Volente o nolente, l’arte è anche (e soprattutto) un commento alla società che la produce. Ci sono opere che, da sole, riescono a isolare alcuni aspetti del carattere di un’epoca, quel concetto elaborato dalla filosofia hegeliana meglio noto come Zeitgeist, lo spirito del tempo.
Spesso lo fanno senza troppe sottigliezze ermeneutiche. For the love of God, il teschio tempestato di diamanti di Damien Hirst, ad esempio: è un ghigno dell’arte alla propria condizione di ostaggio dell’avidità contemporanea. Quasi una sindrome (estetica) di Stoccolma che non richiede particolari acrobazie interpretative.

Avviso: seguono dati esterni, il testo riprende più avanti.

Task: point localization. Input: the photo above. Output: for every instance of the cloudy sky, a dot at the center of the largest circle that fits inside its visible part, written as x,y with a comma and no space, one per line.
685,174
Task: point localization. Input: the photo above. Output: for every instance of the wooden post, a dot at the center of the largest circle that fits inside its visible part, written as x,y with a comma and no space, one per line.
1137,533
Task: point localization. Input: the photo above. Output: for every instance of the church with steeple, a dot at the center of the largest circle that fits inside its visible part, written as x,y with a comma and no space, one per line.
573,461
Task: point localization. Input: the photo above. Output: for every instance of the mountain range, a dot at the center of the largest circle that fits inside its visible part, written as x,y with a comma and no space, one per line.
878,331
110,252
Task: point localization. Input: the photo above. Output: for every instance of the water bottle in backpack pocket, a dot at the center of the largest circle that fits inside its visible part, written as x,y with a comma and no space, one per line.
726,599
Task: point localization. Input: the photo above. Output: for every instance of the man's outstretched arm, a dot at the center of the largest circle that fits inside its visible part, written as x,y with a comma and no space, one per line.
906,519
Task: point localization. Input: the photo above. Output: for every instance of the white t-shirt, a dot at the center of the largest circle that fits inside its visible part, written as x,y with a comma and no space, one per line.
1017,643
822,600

Di queste opere Allen Jones (Southampton, 1937), uno dei grandi protagonisti della prima pop generation inglese, può vantarne più d’una: lavori che istantaneamente comunicano l’entusiasmo e l’energia con cui la swinging London si lasciava alle spalle il grigiore e l’austerità del Secondo dopoguerra. Il suo “mobilio” voyeuristico-feticista dei primi anni Settanta, a base di manichini femminili curvati a quattro zampe che fungevano da tavoli e sedie, facendo inferocire le donne – femministe o meno – che vi si vedevano umiliate, anticipava la saggistica di una Camille Paglia, o l’avvento di Madonna come delle Spice Girls, fino alle veline nostrane. Basta questo per far pagare un debito oneroso ai vari Hirst che sarebbero arrivati trent’anni dopo. Le “donne-mobile” di Jones, che subivano atti di occasionale, vandalica protesta ancora alla fine degli anni Settanta e che avevano ispirato Stanley Kubrick per il set di Arancia meccanica (il registanon voleva pagarlo, lui cortesemente rifiutò la commissione) sono la ragione principale per cui l’artista ancora oggi è visto come un urticante dissacratore. La mostra che gli dedica la londinese Royal Academy of Arts, di cui è membro dal 1986, vuole sfatare questo cliché. La retrospettiva non segue un impianto cronologico, preferendo stabilire una trama di connessioni stilistiche e tematiche attraverso i suoi circa cinquant’anni di attività. Dopo le grandi mostre in occasione del suo settantesimo e settantacinquesimo compleanno, dedicategli rispettivamente dalla Tate Britain nel 2007 e dalla Kunsthalle di Tubinga due anni fa, la retrospettiva della RA, curata da Edith Devaney, illumina i gangli che nell’opera di Jones aggregano grafica pubblicitaria, dinamismo urbano e, naturalmente, le due correnti non così carsiche che ancora oggi fluiscono nella stragrande maggioranza dell’arte presente: il binomio Warhol/Lichtenstein da una parte, e il magistero duchampiano dall’altra. Eppure, la Chair (la donna-sedia) ha mantenuto tutto il proprio coefficiente provocatorio. Lo testimonia la
recente controversia attorno alla rilettura della scultura di Jones da parte dell’artista norvegese Bjarne Melgaard. Dove però la donna è addirittura nera, tanto per spostare un poco più su l’asticella della provocazione. La famigerata sedia di Allen Jones è stata venduta da Sotheby’s per circa un milione 34mila euro nel 2012. Se si pensa che l’opera, in fibra di vetro, come le altre della serie, fu prima scolpita (da altri) in creta e poi realizzata da un’azienda specializzata nella realizzazione di manichini, la stessa che produceva le riproduzioni esposte al museo Madame Tussauds, il cerchio si chiude: arte contemporanea e intrattenimento di massa hanno la stessa matrice. Fuor di metafora.